Mugabe was open about his intentions. “We are not going to give up our country because of a mere ‘X’,” he told supporters at one election rally. “How can a ballpoint fight with a gun?”
Traveling around Zimbabwe, Godwin interviewed opposition activists, churchmen, diplomats and beleaguered white farmers and spent much time recording the ordeals of Mugabe’s victims. On one occasion, he accompanied the U.S. ambassador, James McGee, a hard-nosed black Vietnam veteran, to a hospital flooded with victims of the violence. Armed police tried to prevent McGee’s convoy from leaving by shutting the gates, but he ignored their threats. “What you gonna do?

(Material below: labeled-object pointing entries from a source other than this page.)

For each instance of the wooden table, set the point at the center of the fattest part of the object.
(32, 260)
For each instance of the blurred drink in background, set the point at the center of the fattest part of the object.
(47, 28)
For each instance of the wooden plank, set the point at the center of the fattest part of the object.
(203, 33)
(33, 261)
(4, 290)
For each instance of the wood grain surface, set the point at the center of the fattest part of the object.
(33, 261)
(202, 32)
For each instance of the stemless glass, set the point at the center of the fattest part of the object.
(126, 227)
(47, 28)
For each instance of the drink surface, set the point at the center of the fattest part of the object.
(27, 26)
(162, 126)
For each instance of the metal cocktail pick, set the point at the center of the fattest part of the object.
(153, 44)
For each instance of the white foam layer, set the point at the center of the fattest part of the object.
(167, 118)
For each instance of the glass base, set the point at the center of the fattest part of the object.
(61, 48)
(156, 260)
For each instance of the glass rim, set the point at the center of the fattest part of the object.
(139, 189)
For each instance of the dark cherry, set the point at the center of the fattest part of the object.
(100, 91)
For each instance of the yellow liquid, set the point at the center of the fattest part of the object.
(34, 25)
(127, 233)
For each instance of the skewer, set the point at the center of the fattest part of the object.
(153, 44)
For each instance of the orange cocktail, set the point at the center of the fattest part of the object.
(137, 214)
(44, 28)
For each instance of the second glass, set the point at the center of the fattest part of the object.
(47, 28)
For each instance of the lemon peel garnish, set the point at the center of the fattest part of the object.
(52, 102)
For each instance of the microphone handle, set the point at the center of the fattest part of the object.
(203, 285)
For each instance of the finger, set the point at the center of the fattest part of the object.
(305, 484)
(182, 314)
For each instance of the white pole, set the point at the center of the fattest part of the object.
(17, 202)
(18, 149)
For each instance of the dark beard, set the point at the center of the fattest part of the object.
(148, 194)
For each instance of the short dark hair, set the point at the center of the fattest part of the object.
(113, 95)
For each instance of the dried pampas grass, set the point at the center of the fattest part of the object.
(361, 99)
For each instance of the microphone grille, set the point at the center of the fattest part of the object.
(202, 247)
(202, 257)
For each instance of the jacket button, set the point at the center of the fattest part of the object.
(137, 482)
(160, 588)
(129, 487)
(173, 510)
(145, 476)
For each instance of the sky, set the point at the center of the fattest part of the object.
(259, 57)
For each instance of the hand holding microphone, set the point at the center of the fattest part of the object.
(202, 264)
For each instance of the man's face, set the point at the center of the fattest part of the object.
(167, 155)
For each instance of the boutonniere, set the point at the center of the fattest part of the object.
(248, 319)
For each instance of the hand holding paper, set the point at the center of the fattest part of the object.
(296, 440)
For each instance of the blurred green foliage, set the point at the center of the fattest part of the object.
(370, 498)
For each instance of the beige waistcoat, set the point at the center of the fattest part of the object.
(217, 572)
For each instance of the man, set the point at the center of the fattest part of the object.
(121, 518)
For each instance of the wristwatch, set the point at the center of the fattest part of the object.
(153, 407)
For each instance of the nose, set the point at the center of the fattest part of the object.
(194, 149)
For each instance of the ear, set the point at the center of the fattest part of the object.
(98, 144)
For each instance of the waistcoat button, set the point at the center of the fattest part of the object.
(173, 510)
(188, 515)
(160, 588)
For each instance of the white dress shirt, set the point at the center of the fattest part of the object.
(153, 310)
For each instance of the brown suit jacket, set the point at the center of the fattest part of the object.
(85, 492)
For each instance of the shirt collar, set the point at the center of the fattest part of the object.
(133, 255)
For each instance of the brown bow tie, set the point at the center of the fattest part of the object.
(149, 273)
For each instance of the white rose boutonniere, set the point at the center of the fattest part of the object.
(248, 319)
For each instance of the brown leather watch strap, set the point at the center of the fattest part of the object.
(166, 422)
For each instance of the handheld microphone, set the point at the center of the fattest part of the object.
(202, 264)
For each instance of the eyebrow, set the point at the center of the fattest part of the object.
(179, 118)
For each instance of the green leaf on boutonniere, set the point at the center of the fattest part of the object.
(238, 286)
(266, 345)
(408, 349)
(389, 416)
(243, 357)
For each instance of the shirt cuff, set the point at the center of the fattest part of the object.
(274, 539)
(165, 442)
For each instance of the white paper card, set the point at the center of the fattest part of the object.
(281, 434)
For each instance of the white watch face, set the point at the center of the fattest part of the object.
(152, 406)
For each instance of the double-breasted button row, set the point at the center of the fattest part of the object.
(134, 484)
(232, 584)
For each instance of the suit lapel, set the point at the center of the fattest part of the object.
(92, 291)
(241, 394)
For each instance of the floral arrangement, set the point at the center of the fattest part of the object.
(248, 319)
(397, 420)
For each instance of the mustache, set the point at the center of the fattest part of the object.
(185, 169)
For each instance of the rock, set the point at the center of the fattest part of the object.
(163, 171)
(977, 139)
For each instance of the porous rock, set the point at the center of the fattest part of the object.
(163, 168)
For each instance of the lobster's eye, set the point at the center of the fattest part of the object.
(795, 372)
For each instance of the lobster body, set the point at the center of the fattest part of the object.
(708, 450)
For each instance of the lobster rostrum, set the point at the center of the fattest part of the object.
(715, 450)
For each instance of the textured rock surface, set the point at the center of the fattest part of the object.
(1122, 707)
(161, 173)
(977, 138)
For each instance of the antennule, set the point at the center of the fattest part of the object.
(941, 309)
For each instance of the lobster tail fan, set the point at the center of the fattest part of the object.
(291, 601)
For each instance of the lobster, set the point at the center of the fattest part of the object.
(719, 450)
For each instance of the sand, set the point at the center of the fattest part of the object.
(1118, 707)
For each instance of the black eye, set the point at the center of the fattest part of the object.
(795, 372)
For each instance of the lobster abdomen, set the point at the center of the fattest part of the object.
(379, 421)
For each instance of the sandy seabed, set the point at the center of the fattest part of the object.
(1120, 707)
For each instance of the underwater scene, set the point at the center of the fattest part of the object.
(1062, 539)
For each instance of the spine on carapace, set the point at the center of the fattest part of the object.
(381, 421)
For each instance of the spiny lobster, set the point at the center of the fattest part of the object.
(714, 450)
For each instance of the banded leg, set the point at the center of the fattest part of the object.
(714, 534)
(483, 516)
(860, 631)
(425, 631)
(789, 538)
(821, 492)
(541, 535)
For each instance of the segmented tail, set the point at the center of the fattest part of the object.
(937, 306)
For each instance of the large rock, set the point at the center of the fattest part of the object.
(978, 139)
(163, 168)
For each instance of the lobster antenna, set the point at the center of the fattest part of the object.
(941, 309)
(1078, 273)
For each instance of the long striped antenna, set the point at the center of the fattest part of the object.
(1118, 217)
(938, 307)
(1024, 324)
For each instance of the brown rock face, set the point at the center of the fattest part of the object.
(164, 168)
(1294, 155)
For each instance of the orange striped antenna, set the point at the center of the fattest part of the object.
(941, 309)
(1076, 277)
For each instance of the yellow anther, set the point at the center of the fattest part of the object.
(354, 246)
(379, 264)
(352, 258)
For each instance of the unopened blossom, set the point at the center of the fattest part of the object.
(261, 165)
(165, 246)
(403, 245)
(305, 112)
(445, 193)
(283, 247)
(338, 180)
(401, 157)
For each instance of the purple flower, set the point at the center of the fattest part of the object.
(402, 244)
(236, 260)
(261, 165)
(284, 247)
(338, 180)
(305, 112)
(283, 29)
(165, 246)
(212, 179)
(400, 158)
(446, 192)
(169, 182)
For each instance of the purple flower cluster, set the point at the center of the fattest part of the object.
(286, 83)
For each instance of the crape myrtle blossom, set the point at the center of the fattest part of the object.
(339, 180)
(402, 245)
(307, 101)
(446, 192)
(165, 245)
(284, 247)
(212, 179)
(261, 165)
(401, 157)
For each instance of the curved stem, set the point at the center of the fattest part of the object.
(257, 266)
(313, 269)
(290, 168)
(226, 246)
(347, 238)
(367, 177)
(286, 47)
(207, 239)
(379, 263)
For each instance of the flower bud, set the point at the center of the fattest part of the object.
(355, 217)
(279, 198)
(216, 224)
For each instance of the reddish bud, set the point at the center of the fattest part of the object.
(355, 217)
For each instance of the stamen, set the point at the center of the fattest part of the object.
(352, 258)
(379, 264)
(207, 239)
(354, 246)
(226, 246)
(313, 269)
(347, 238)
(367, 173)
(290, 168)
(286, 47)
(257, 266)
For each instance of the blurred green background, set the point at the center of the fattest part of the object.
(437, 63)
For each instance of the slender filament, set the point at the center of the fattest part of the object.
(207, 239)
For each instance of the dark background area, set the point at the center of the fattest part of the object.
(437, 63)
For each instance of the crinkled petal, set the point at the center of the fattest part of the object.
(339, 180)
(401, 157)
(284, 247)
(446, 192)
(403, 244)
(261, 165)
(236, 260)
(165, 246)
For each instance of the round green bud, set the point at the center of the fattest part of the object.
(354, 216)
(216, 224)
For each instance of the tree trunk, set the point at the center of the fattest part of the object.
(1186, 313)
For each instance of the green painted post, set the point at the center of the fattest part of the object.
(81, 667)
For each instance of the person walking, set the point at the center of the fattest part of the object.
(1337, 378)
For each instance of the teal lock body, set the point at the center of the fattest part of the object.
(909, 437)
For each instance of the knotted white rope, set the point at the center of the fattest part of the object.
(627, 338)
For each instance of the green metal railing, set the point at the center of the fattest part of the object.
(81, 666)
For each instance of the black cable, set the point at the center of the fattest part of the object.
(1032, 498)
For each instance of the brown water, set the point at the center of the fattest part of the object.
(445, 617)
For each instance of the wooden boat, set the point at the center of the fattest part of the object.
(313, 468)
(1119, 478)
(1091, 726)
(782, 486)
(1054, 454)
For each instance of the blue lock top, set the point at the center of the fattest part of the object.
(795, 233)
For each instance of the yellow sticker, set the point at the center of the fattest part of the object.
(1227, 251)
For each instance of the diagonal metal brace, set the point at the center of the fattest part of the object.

Shoot me?” McGee demanded. “Go ahead.” Then he pulled the gate open and waved the convoy through.
Five days before voting was due to start, the opposition candidate, Morgan Tsvangirai, decided to pull out of the election to avert further savagery. He said he could not “ask his supporters to come out and vote for him ‘when that vote would cost them their lives,’ ” Godwin writes. So once again, Mugabe’s terror triumphed. “Zimbabwe is mine,” he said afterwards. “I will never, never, never, never surrender.”
What stands out from Godwin’s gripping narrative is not just the scale of death and destruction that Mugabe is willing to inflict on his country for the sake of staying in power, but the extraordinary courage of Zimbabweans who defy his tyranny, knowing full well the consequences of doing so. In one remarkable passage, Godwin describes the “insane bravery” of an opposition candidate who continued to taunt his attackers even while they were beating him and who then, defying doctors’ orders, turned up in plaster casts to take his place at the swearing-in ceremony at a local council, confounding Mugabe’s supporters there, who assumed he was dead. If there is any hope for the future of this benighted land, it lies in such remarkable resilience.